A former U.S. diplomat says there's no way to derail Iraqi Kurdistan's independence referendum next Monday, despite efforts by the U.S. and other countries to have the vote postponed.
"There really is no possibility of calling it off," said Peter Galbraith, who took a special interest in the Kurdish situation in the late 1980s and early '90s and helped uncover former Iraq leader Saddam Hussein's use of poison gas against the minority group. "You can't call off an election four days before it's going to take place.
"It's impossible to think that the leadership would then cancel the referendum," Galbraith, a former U.S. ambassador to Croatia, told VOA Kurdish by phone from Irbil, the capital of the Kurdish region. "They would have no credibility with their population. It would be very destabilizing."
He said the Iraqi government's efforts to delay the vote and start negotiations with Kurdish leaders were somewhat halfhearted, unlike successful campaigns by Britain against independence for Scotland and Canada's efforts against independence for Quebec.
"Baghdad has stated very clearly and publicly … that they will only accept a solution within the Iraqi constitution, a constitution that they themselves have not honored," Galbraith said. "You can't call off a referendum in exchange for negotiations where one side has said the only solution is going to be on their terms and not what you want."

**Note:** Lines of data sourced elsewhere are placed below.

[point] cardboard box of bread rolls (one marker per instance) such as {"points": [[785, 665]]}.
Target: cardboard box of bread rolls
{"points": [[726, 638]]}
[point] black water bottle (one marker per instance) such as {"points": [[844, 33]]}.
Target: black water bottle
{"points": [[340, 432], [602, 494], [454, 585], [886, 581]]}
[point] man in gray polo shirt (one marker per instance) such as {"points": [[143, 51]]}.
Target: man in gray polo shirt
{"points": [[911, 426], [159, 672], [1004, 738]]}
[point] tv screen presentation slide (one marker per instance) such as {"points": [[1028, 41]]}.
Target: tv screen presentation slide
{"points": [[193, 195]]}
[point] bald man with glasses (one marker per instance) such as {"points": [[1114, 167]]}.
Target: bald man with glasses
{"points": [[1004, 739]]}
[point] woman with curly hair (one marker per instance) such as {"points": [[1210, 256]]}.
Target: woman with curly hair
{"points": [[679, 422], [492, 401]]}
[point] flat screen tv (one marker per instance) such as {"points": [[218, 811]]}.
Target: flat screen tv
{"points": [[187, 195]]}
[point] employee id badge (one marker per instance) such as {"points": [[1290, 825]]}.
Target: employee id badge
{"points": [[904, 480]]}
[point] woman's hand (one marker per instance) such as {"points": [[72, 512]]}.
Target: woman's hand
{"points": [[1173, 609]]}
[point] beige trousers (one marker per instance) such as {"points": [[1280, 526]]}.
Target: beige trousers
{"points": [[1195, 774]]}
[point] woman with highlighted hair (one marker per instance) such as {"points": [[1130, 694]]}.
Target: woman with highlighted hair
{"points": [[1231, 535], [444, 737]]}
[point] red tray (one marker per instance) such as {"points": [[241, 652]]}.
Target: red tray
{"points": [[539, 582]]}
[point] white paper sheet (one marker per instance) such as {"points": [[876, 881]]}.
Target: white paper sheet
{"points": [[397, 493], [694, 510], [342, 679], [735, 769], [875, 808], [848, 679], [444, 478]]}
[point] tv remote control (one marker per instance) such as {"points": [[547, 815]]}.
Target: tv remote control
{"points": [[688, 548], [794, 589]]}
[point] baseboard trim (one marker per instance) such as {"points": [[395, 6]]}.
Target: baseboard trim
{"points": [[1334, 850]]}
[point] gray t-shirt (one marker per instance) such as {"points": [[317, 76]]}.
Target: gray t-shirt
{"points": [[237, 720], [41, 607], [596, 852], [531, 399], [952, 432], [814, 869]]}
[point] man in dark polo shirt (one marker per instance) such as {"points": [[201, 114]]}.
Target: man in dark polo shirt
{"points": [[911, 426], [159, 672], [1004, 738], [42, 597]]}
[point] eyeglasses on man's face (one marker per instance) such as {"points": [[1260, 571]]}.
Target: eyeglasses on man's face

Brett McGurk, the Special Presidential Envoy for the Global Coalition to Defeat ISIS, said Friday the referendum “carries a lot of risks” that are out of the control of the U.S.
“The (Kurdish) referendum just carries an awful lot of risks and that's not something the United States can control. ... In terms of the consequences of the referendum it’s not something that we can fully control, (it) just carries a lot of risks,” he said.
Turkey's National Security Council called the referendum “illegitimate and unacceptable” in a statement, and threatened to use its “rights” in line with international agreements.
A clear path
Galbraith, who has been serving as an unpaid adviser to the Kurdistan Regional Government and once worked with the U.N. transitional administration in East Timor after it gained independence, said the path for Kurdistan is clear.
"Once the people vote, and we presume they'll vote overwhelmingly for independence, that's going to be the destination," he said. "The negotiations will have to take place after the referendum, and they will be about independence. Now, it might take a couple of years to get to independence. There might be some interim step — a confederation or something else."
He also dismissed any suggestion that the U.S. and other countries would not accept a declaration of independence.
"Every time a new country emerges, the United States is against it," Galbraith said. "They wanted to hold the Soviet Union together, they wanted to hold Bosnia together. I think the pattern is the same. Once Kurdistan votes for independence and moves toward independence, the United States will accept it."